La crise que nous vivons présente d’énormes opportunités et défis. Les luttes de la classe ouvrière et des peuples marqueront la dynamique de la période que nous commençons à traverser. Avec eux viendra un processus de radicalisation et de virage à gauche qui ouvre la perspective de construire d’importantes organisations révolutionnaires. Cependant, l’existence de conditions favorables à cette tâche ne garantit pas son succès. Cela dépend de notre capacité à réagir de manière appropriée, de l’analyse à la politique et à la tactique. L’ampleur et l’étendue du processus de radicalisation dans lequel nous entrons est bien supérieure à la capacité de réponse des groupements internationaux actuellement existants. C’est pourquoi il est essentiel de construire une organisation ouverte à la confluence d’organisations socialistes révolutionnaires issues de traditions différentes. C’est le défi que nous nous proposons de relever.

  • En soutien aux rébellions qui balaient le monde. Solidarité internationaliste et militante avec les peuples en lutte, et contre la répression des Etats.
  • Indépendance de tous les gouvernements, qu’ils soient ouvertement bourgeois et pro-impérialistes, ou qu’ils soient bureaucratiques et se présentent comme anti-impérialistes. Refus de la politique de “touriste”.

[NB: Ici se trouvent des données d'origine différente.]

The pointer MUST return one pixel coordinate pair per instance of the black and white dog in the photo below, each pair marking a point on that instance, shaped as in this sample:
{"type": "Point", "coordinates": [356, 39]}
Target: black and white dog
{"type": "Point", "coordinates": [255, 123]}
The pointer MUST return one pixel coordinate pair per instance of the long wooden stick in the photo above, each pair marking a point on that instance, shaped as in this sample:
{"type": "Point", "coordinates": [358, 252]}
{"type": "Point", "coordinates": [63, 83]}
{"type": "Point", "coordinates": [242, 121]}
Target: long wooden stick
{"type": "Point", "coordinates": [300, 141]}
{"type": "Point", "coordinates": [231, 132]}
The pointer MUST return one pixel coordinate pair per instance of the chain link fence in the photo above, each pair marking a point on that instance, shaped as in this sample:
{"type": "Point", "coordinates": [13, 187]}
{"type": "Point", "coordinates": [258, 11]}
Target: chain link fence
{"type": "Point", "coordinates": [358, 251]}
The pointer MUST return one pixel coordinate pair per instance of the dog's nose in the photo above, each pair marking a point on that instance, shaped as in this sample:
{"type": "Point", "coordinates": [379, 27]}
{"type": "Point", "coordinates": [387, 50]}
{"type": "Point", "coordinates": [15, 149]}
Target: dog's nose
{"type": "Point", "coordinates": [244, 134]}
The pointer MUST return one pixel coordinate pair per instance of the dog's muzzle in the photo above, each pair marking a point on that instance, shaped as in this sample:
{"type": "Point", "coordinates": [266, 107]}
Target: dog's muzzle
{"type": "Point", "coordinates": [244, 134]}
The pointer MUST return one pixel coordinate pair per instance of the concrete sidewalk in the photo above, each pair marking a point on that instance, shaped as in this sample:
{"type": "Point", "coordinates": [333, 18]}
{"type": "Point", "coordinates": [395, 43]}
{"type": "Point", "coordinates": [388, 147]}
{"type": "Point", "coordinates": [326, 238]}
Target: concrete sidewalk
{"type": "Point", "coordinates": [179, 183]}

  • Faisant partie des rébellions, nous luttons pour développer les organisations démocratiques de la classe ouvrière et du peuple mobilisé, afin que ce soient elles qui décident du cours des luttes et non les bureaucraties syndicales et les directions réformistes.
  • Contre les tentatives d’atteler les rébellions par la voie institutionnelle et électorale, dans certains pays, nous avons proposé le slogan de l’Assemblée constituante pour que le peuple décide démocratiquement comment réorganiser le pays sur de nouvelles bases, comme un outil pour approfondir la mobilisation et démasquer les dirigeants traîtres.
  • Contre les perspectives réformistes, nous soulevons la nécessité de rompre avec le capitalisme afin de résoudre les problèmes fondamentaux de la vie des populations. Nous luttons pour un modèle de socialisme sans bureaucratie où c’est la classe ouvrière, à travers ses organismes, qui gouverne.
  • Pour avancer dans cette perspective, nous soutenons la nécessité d’unir les révolutionnaires pour construire de grandes organisations socialistes révolutionnaires qui peuvent défier les réformistes pour l’hégémonie et disputer le pouvoir.